In a case that can have some far reaching implications a terminated probationary sanitation worker got his formally dismissed case sent back to the federal district court from the 2nd Circuit Court of Appeals. Anthony P. Capobianco, Jr. in Capobianco v. City of New York, decided yesterday, convinced the Second Circuit that his dismissal may have been the result of the Sanitation Department’s illegal discriminatory action.
Union reps and advisors often advise terminated probationers that “you don’t have a prayer” when it comes to fighting a dismissal. While fighting an unjust probationary dismissal is difficult there are avenues. Capobianco offers one such avenue.
Anthony Capobianco wanted to be a sanitation worker most of his adult life. He took the test in 1983 and 1990 and scored perfect tests but he had vision problems. Since sanitation workers drive vehicles good sight is a bona fide occupational qualification (which means criteria in which a potential employer could legally not discriminate against you by refusing to hire you).
His vision problems were eventually corrected by cataract surgery and the DOS initial rejection of him in 1997 became an acceptance in 1998. He disclosed his vision problems on his employment application.
Initially he was assigned to a day shift on a two-person truck. Things went well until he was assigned to the night shift. At this point he had great difficulty driving and was diagnosed with night blindness. After being assigned to desk duty he was placed on limited duty which permitted day driving only.
He received satisfactory ratings and after several months was eventually discharged.
In order to maintain a claim in federal court under the Americans with Disability Act (ADA) and the New York State and City Discrimination laws it is normally necessary to file appropriate complaints with those agencies. In Capobianco’s case the EEOC (the federal agency handling these complaints) determined he had a viable claim and authorized him to sue in court. There are a number of ways to commence disability discrimination lawsuits but this is probably the most common one utilized.
After he commenced his court case the district court dismissed his claim finding that the City (DOS) could dismiss a probationary employee for any or no reason at all. The Second Circuit reversed finding that probationary employees may not be dismissed for discriminatory reasons and sent the case back to district court for trial.
There are a number of similar cases involving DOE employees. In one unreported case a social worker who also suffered from night blindness had difficulty driving to school. He got along great with the principal and the principal gave him “flex time” so he could avoid the harsh morning sun when he drove.

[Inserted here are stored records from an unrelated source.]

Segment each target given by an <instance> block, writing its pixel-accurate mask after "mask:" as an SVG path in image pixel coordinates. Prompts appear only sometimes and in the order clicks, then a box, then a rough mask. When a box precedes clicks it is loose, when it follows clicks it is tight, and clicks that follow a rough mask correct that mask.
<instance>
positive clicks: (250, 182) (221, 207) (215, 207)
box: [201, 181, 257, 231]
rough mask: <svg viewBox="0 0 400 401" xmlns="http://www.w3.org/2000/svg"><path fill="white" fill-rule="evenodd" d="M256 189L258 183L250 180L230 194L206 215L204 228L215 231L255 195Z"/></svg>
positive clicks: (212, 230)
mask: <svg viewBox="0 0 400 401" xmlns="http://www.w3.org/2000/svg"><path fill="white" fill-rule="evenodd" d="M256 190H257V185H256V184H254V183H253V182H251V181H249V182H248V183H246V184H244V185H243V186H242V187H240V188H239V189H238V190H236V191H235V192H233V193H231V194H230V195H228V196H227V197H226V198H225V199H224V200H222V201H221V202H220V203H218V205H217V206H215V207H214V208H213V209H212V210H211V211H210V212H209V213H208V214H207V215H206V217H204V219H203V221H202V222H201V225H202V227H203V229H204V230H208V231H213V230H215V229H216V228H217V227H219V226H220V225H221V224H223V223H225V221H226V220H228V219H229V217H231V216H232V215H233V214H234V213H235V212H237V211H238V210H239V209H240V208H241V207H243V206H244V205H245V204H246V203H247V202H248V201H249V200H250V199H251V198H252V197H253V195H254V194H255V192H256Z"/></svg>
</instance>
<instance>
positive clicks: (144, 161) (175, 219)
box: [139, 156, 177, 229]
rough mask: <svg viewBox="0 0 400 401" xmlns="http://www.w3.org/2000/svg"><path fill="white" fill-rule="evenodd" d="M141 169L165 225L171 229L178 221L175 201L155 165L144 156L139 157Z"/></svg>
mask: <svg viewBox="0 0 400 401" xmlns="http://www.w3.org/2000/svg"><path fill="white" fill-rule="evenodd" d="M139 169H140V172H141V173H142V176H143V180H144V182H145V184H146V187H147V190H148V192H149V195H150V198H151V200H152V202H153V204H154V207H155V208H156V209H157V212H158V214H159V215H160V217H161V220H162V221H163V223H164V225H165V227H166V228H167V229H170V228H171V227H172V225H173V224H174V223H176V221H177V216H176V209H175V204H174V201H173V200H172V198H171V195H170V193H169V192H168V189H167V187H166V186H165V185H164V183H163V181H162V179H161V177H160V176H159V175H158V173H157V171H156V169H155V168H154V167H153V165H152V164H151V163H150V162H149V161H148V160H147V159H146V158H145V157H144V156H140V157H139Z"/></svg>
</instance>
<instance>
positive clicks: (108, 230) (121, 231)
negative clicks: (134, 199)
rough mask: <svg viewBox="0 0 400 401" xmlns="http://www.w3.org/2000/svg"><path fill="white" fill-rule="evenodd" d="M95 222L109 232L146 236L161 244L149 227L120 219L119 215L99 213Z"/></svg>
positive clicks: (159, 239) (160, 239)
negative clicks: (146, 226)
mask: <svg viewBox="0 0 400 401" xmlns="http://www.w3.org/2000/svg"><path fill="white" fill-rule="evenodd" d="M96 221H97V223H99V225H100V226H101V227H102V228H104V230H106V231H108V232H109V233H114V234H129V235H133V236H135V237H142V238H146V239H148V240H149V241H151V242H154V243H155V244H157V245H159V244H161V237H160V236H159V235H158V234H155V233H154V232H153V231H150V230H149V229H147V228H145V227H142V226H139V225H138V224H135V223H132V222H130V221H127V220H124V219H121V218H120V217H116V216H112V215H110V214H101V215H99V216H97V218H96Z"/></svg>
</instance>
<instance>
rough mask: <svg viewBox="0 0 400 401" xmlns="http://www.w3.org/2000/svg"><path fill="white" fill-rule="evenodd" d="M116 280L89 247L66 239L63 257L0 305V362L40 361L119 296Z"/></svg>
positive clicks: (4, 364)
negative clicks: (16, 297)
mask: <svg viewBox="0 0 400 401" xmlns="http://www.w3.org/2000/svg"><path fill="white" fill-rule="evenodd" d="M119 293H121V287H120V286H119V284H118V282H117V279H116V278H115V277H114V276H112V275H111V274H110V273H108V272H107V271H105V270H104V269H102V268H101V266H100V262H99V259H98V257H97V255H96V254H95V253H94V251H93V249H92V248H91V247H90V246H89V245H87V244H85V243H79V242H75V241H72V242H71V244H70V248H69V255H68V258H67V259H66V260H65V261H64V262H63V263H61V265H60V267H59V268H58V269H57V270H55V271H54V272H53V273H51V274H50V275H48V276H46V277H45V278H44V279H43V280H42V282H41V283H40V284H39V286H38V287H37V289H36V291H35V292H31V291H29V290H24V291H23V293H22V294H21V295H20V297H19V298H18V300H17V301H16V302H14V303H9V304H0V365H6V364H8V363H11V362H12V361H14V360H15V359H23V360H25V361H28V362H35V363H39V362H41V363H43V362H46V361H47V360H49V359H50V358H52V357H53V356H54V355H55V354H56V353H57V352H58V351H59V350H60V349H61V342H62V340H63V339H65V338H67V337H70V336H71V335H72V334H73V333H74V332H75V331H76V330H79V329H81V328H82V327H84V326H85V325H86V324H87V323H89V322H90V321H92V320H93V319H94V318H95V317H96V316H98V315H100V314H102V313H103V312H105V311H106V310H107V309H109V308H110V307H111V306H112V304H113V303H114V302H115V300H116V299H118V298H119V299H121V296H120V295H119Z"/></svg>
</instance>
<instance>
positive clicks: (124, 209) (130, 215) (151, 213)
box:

Of course things didn’t continue to go well with the principal (that’s a shock) and the principal decided to withdraw his accommodation. The Medical Bureau blindly (no pun intended) followed the principal and the social worker went to his union rep who told him that flex time was not appropriate under the social work contract and there was nothing that could be done about it.
The social worker hired his own attorney at considerable expense and recently the court ordered that the flex time be restored.